# Cape May Rips



## Surf City Angler (May 27, 2008)

On a charter Sunday morning fishing the Cape May Rips.

What am i in for?


----------



## RuddeDogg (Mar 20, 2004)

Hey Surf, 

Chances should be good. When I fish the rips I use a green 2-3oz buck tail and white grub curl tail. Make for lots of shorty fun. Who ya goin with?


----------



## Surf City Angler (May 27, 2008)

A friend of mine can't make it Sunday, so i am taking his spot. He said it was already paid for and its mine for free, couldn't turn that down. Its a charter boat, The Hunter with Capt Eddie Yates, out of the Harborview Marina.

If anyone wants to book a trip, this boat/captain come highly recommended.


----------



## RuddeDogg (Mar 20, 2004)

This is true. Good boat and captain and he can put ya on the meat with fish.


----------



## MDubious (May 10, 2008)

Your in for great striper fishin bro!


----------



## Surf City Angler (May 27, 2008)

cool, maybe i'll get my first keeper (which really doesnt count since my first official keeper has to be from the surf, boats don't count in my world)


----------



## RuddeDogg (Mar 20, 2004)

Surf City Angler said:


> cool, maybe i'll get my first keeper (which really doesnt count since my first official keeper has to be from the surf, boats don't count in my world)

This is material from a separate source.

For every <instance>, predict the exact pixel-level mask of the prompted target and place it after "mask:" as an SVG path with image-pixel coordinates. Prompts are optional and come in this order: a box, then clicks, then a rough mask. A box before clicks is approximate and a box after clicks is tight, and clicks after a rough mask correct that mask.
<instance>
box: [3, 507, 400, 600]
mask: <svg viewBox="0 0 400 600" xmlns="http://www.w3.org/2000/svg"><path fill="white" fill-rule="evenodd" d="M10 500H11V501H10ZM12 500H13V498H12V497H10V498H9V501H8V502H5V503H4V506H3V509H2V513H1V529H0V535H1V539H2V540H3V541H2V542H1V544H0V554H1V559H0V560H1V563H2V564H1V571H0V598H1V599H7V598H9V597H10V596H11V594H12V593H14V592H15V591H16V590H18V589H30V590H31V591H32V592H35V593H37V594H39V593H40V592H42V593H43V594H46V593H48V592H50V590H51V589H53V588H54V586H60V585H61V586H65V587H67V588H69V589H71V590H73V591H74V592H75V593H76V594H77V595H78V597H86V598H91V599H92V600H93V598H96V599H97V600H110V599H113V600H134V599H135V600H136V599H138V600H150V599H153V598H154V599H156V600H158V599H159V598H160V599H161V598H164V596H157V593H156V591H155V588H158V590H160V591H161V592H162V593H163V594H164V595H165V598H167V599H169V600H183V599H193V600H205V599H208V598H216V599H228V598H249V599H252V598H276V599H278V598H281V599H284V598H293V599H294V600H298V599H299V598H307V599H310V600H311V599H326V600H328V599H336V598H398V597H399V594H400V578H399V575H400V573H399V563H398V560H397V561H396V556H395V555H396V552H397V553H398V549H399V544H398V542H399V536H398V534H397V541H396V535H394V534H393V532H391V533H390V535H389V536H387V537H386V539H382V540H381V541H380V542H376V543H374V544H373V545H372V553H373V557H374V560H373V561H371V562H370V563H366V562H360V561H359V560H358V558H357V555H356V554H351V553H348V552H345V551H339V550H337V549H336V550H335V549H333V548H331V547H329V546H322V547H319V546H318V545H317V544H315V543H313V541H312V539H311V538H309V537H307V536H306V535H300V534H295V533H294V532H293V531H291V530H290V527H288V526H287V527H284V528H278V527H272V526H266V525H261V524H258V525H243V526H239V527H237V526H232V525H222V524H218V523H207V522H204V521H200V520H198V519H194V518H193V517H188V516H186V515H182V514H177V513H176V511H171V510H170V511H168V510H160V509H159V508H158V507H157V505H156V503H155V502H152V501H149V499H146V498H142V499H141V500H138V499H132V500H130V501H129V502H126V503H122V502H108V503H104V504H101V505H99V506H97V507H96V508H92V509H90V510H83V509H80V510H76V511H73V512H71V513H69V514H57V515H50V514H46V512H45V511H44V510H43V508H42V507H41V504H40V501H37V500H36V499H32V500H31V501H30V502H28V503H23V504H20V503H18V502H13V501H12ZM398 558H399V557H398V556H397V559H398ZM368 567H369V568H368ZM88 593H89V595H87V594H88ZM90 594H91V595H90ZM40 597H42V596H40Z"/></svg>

True, but catchin is catchin.


----------



## rgking03 (Mar 20, 2005)

*Stripers*

If you wanna fish the Legandary Shrewsbury Rocks for Linesides then give me a shout sailing every weekend On the Tunawahoo... PITCH PITCH


----------



## RuddeDogg (Mar 20, 2004)

Don't go on that boat. The mate smells music and hears colors. The dude is crazier than dog in a hubcap factory!!!!!!!!!!!!!!


----------



## Sandcrab (Mar 20, 2002)

RuddeDogg said:


> Hey Surf,
> 
> Chances should be good. When I fish the rips I use a green 2-3oz buck tail and white grub curl tail. Make for lots of shorty fun. Who ya goin with?


RD,

I heard that Diamond jigs (4-6 oz) work great in the rips as well... Is this true?

Sandcrab


----------



## RuddeDogg (Mar 20, 2004)

Yep I haver heard that guys use them, they use the ones with the colored trailers instead of the plain jig.


----------



## Surf City Angler (May 27, 2008)

Skunked.

Dont think we were in the rips though, we hit four seperate bays south of Cape May.

8 hours of fishing, 13 people and only one striper caught, 31 incher.


----------



## RuddeDogg (Mar 20, 2004)

Hey Surf, 

The usual spot is right out of the cape may inlet. They aren't big and ya have to work quick. Should have gone to 60ft Slough.


----------



## Surf City Angler (May 27, 2008)

The boat went through the canal and we went right up the Delaware Bay on the Jersey side.

The last place we hit was up by Fortescue.

Apparently this is the first time that limits weren't caught, figures!


----------



## RuddeDogg (Mar 20, 2004)

Well, other boats have posted on other boards about decent numbers of fish being boated, but my question is how may of them were keepers? Things have been slow so far a few here and there.


----------



## Surf City Angler (May 27, 2008)

Cold Water!


----------



## RuddeDogg (Mar 20, 2004)

Yep. I dont where the local news is gettin their temps but I can tell ya that they are way off.


----------



## Surf City Angler (May 27, 2008)

First tournament is 10 days away and i have no idea what to plan for.


----------



## RuddeDogg (Mar 20, 2004)

Surf City Angler said:


> First tournament is 10 days away and i have no idea what to plan for.


is that in my neck of the woods or further north? If its down my way I would plan for blues and striper and even some small black drum. I have only heard of one puppy black drum 25-30lb range being caught in the surf, so ya never know.


----------



## Surf City Angler (May 27, 2008)

Brigantine.

Spotting blues out there?


----------



## RuddeDogg (Mar 20, 2004)

haven't heard to much up that way, but down here I know of some blues being caught. Nothing big average in the 2lb range.


----------